The new group of Usual Suspects—Vinales, Rins, Quartararo—took turns going after Marquez’s soft-tire lap times during Q2, to no avail. The Catalan made it ten-for-10 on pole in Germany, joined on the front row by Quartararo and Vinales. Row two would be comprised of Rins, Jack Miller and Cal Crutchlow. Rossi could do no better than P11, the weakest of the four Yamahas in the first four rows. Oh, and just for the record, Marquez on Saturday set a new track record for motorcycles at the Sachsenring.
The Race
This German Grand Prix was no work of art, a high-speed procession punctuated by falls from rather high-profile riders. Rookies Quartararo and Oliveira both crashed out in Lap 2, though the Portuguese rider would re-enter the race, for whatever reason. KTM sad sack Johann Zarco crashed out at the same spot a lap later. Pecco Bagnaia went walky on Lap 8, taking himself out of points contention.
But it was Rins, all alone in second place, laying his Suzuki down on Lap 19. Crutchlow could never catch Vinales. Dovizioso could never catch Petrucci. And no one currently living could catch Marc Marquez, who was thinking about COTA and how he would not let that happen today.
The Big Picture
The big picture is as ugly as an outhouse on an August afternoon. With 58 points in hand at the clubhouse turn, Marquez could leave his woods in a locker and walk the back nine with just a putter, a wedge, a three-iron, a seven-iron and a sleeve of Titleists in a Saturday bag and win the club championship. While the riders scrambling for a top-ten finish in 2019 are sweating blood, Marquez makes this hugely demanding, physically debilitating job look easy, effortless. His team is a well-oiled machine that never looks stressed out. He stops on his way to the garage to get his picture taken with a four-year old boy wearing #93 gear. I’m pretty much convinced he hasn’t started shaving yet. He lives with his brother. Haters hate him because he’s got mad skills. Haters gonna hate. Just sayin’.

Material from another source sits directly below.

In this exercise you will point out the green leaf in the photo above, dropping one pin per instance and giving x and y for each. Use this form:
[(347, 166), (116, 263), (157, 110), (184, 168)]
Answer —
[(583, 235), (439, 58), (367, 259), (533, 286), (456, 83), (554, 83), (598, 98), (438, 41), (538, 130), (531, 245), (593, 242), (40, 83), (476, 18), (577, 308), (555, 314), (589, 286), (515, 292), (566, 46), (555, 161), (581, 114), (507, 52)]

Beyond Marquez, you have a bunch of riders with significant pedigrees snapping and tearing at one another over scraps. Last week I observed how some celebrants—OK, it was Vinales—were celebrating having held Marquez to 20 points. Today, the remaining Aliens and top tenners seem relieved to have held Marquez to a mere 25 points. For the rest of the paddock, The Sachsenring has become like Phillip Island was to Casey Stoner and how Mugello once was to Valentino Rossi.
Go. Race. Lose. Repeat.
Tranches
This is the week when we come clean and give Marc Marquez his own tranche.
After Assen:
Tranche 1: Marc Marquez, Andrea Dovizioso, Alex Rins, Fabio Quartararo
Tranche 2: Danilo Petrucci, Jack Miller, Franco Morbidelli, Takaa Nakagami, Maverick Vinales, Joan Mir
Tranche 3: Valentino Rossi, Cal Crutchlow, Aleix Espargaro, Pol Espargaro
Tranche 4: Jorge Lorenzo, Johann Zarco, Miguel Oliveira, Pecco Bagnaia
Tranche 5: Karel Abraham, Hafizh Syahrin, Tito Rabat, Andrea Iannone
After Sachsenring:
Tranche 1: Marc Marquez
Tranche 2: Danilo Petrucci, Jack Miller, Franco Morbidelli, Maverick Vinales, Andrea Dovizioso, Alex Rins, Fabio Quartararo, Cal Crutchlow
Tranche 3: Valentino Rossi, Aleix Espargaro, Pol Espargaro, Joan Mir, Takaa Nakagami
Tranche 4: Jorge Lorenzo, Johann Zarco, Miguel Oliveira, Pecco Bagnaia
Tranche 5: Karel Abraham, Hafizh Syahrin, Tito Rabat, Andrea Iannone
* * *
MotoGP now hobbles off to summer vacation, a number of riders to lick wounds, several to entertain existential crises, and others to just chase women and enjoy being young, wealthy and in shape. We, obviously, will be hanging with the latter group. Should anything noteworthy occur during the interlude, I shall faithfully report on it at Late-Braking MotoGP, your site for all the stuff not good enough to make it to the pages of Motorcycle.com. We’ll have a preview of the Brno round here at the end of the month. Ciao.